Münafık medyanın timsah gözyaşları

Münafık medyanın timsah gözyaşları

Terörün beslendiği ana kaynak yine terörün bizatihi kendisidir.
Bombalar patlamalı...
Kollar bacaklar havada uçmalı...
Çocuklar yetim, kadınlar dul kalmalı...
Bunun akabinde;
Ortalık toz duman olmalı...
Korku ve panik her tarafı sarmalı...
Vatandaş tedirgin olmalı...
Bütün bunları yapan kim?
Aslında terör örgütü gibi görünse de kendini bilmez münafık medya değil mi?
Gazetelerinde çarşaf çarşaf haberler, adeta gözlere sokulan manşetler...
Televizyonlarında tekrar tekrar görüntüler, tahrik edici açıklamalar...
Dertleri aslında terörün çirkin yüzünü ortaya koymak veya onları lanetlemek değil!
Bütün söylemleri sadece boğazdan yukarı!
Aksine içten içe malzeme buldukları için göbek atmakta, timsah gözyaşları dökmektedirler...
Artık yıpratmak, pardon ihale ve rant almak istedikleri bütün şahıs, kurum ve kuruluşlar için ellerinde yeterli malzeme ve görüntü mevcut olduğundan, bu durum onları uzun bir süre götürür...
Terör örgütü herhalde yaptığı eylemlerden çok, gönüllü satılık medyanın ortaya koyduğu bu kalleş haberlere sevinmiştir.
Yakında Bekaa Vadisi’nde Doğu Perinçek’in kendilerine uzattığı karanfili onlar Hakurk Kampı’nda kartel medyasının münafık sahiplerine teşekkür babında verirse hiç şaşırmayın!
Belki de verilmiş, bizim haberimiz yok!
Akredite değiliz ya malum, her şeyden haberimiz olmuyor!
Akredite olmak önemli!
İçeri girerken övüyorsun!
Dışarı çıkarken sövüyorsun!
Biz bunları yapamadığımız için akredite değiliz!
Çünkü biz;
Bağımsız, bağlantısız, güdümsüz ve arkasında bir bakkal dükkanı dahi olmayan, gücünü Hak’tan ve halktan alan ve sadece Allah’ın rızasını gözeten bir medyayız...
Sayın Başbakan’ın münafık medyayı boykot çağrısı boşuna değil!
Ne dersiniz?
Doğru değil mi?
Hadi hep birlikte boykota!!!
GÜNÜN SÖZÜ
“Ben kışta geldim, ne yapayım, acele ettim kışta geldim.
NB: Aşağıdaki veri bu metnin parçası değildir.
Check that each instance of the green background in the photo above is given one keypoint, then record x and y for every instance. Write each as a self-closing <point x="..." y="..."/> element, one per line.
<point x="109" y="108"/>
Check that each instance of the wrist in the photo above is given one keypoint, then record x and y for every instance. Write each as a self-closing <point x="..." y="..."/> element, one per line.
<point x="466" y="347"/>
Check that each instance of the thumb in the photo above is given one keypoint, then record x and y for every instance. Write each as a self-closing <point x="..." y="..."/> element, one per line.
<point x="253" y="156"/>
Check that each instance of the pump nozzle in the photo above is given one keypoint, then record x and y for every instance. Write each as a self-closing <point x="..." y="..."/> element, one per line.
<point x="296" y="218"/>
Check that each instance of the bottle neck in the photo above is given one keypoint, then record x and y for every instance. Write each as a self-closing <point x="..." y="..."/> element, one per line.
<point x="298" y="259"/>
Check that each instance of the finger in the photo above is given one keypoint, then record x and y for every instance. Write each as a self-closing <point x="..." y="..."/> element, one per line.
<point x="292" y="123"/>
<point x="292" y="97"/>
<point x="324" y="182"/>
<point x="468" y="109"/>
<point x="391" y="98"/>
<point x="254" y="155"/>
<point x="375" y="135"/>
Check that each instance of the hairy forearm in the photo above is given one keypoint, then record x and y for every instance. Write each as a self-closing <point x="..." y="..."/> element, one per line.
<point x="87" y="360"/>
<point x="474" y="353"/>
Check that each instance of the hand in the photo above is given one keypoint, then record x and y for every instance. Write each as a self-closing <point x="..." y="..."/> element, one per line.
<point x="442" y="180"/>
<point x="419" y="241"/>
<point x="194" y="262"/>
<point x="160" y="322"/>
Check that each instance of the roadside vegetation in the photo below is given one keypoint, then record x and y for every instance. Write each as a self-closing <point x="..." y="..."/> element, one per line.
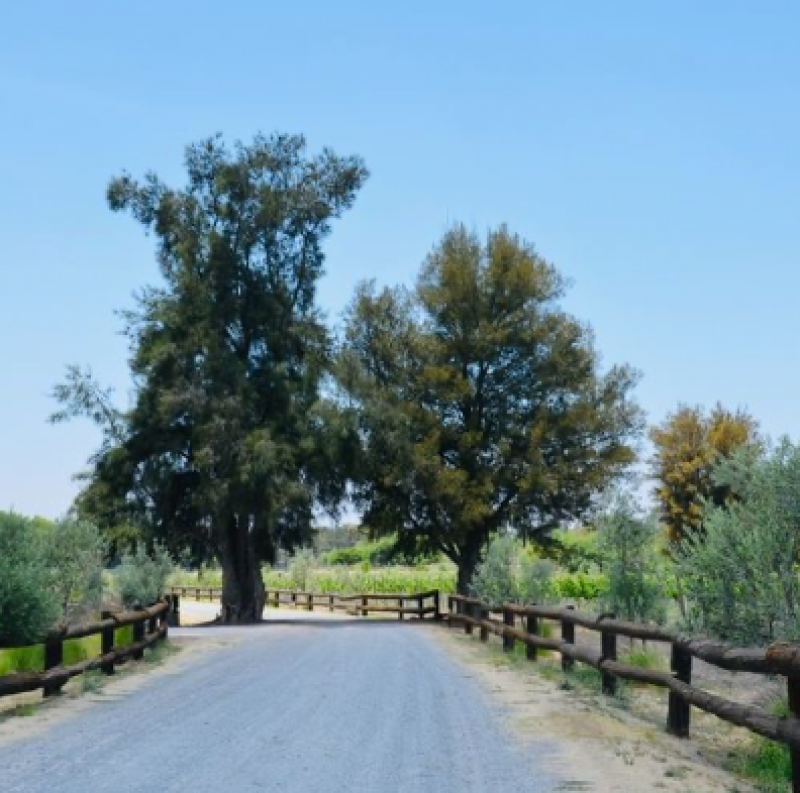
<point x="54" y="574"/>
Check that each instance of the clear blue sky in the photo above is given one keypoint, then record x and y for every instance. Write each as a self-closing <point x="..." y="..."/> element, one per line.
<point x="651" y="150"/>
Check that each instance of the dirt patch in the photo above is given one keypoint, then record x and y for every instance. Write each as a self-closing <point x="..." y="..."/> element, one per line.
<point x="30" y="714"/>
<point x="616" y="746"/>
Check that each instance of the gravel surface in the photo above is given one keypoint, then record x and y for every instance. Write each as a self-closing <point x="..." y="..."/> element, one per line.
<point x="302" y="705"/>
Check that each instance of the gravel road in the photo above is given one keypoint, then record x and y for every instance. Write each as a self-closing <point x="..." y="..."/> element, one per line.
<point x="303" y="704"/>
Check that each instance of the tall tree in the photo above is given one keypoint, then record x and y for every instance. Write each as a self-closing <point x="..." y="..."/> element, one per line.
<point x="479" y="401"/>
<point x="226" y="448"/>
<point x="688" y="446"/>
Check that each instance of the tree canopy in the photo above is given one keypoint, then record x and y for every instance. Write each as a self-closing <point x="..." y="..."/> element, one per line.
<point x="228" y="445"/>
<point x="480" y="403"/>
<point x="688" y="446"/>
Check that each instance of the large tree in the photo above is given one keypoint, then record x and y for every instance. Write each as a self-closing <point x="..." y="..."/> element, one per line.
<point x="227" y="446"/>
<point x="480" y="402"/>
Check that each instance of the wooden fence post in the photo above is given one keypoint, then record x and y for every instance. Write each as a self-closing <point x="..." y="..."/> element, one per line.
<point x="609" y="650"/>
<point x="679" y="714"/>
<point x="568" y="636"/>
<point x="53" y="657"/>
<point x="532" y="628"/>
<point x="793" y="685"/>
<point x="483" y="615"/>
<point x="138" y="636"/>
<point x="107" y="641"/>
<point x="174" y="612"/>
<point x="508" y="621"/>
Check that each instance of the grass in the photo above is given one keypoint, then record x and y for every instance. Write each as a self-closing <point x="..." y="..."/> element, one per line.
<point x="767" y="763"/>
<point x="31" y="659"/>
<point x="347" y="579"/>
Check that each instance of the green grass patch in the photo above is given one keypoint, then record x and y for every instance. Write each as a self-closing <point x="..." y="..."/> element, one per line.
<point x="31" y="659"/>
<point x="646" y="658"/>
<point x="22" y="659"/>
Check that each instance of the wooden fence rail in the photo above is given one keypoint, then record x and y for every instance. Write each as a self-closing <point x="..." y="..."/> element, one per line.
<point x="425" y="604"/>
<point x="149" y="627"/>
<point x="778" y="659"/>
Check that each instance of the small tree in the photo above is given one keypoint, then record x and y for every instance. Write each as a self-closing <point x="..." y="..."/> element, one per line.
<point x="142" y="577"/>
<point x="28" y="606"/>
<point x="688" y="446"/>
<point x="481" y="404"/>
<point x="739" y="568"/>
<point x="300" y="568"/>
<point x="628" y="542"/>
<point x="74" y="552"/>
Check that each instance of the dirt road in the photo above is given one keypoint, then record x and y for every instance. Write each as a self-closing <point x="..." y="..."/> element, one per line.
<point x="304" y="704"/>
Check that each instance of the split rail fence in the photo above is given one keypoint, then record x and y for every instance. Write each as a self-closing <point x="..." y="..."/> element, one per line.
<point x="149" y="627"/>
<point x="417" y="604"/>
<point x="515" y="623"/>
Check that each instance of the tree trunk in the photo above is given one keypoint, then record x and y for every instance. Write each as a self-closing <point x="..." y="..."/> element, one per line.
<point x="468" y="560"/>
<point x="243" y="596"/>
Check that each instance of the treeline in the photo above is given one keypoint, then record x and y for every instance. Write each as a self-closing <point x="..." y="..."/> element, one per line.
<point x="52" y="574"/>
<point x="468" y="405"/>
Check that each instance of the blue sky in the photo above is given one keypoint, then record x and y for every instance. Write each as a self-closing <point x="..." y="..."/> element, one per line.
<point x="650" y="150"/>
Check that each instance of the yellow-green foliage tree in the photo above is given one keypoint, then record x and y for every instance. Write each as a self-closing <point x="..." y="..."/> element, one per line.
<point x="688" y="446"/>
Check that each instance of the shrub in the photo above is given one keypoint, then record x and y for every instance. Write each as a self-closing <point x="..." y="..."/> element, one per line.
<point x="581" y="586"/>
<point x="74" y="555"/>
<point x="739" y="571"/>
<point x="628" y="542"/>
<point x="28" y="606"/>
<point x="142" y="578"/>
<point x="508" y="573"/>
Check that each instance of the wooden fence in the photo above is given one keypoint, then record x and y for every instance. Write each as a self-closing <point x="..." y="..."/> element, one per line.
<point x="418" y="604"/>
<point x="522" y="624"/>
<point x="149" y="627"/>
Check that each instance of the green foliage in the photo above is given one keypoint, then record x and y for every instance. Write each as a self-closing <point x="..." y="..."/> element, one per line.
<point x="508" y="574"/>
<point x="352" y="580"/>
<point x="627" y="541"/>
<point x="142" y="578"/>
<point x="74" y="554"/>
<point x="479" y="401"/>
<point x="687" y="447"/>
<point x="229" y="443"/>
<point x="581" y="586"/>
<point x="574" y="550"/>
<point x="28" y="605"/>
<point x="739" y="569"/>
<point x="303" y="562"/>
<point x="768" y="763"/>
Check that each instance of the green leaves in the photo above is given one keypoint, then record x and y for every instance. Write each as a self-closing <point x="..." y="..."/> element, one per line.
<point x="479" y="402"/>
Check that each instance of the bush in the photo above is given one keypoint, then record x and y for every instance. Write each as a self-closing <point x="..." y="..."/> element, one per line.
<point x="581" y="586"/>
<point x="142" y="578"/>
<point x="300" y="569"/>
<point x="628" y="542"/>
<point x="28" y="606"/>
<point x="74" y="552"/>
<point x="509" y="574"/>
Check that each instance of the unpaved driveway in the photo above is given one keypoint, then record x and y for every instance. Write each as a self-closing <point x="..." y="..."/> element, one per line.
<point x="302" y="705"/>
Sizler cennet âsâ bir baharda geleceksiniz, o bahar hediyelerinden bir demet gül alın, mezarımın başına gelin, ‘Selamunaleyküm’ deyin..
Seksen küsur senelik hayatımda dünya zevki namına bir şey bimiyorum; ömrüm harp meydanlarında, esaret zindanlarında, memleket muhakemelerinde geçti, görmediğim eza, cefa çekmediğim eziyyet kalmadı ama, her şeye rağmen milletimin imanını selamette görürsem, cehennemin alevleri içinde yanmaya razıyım.”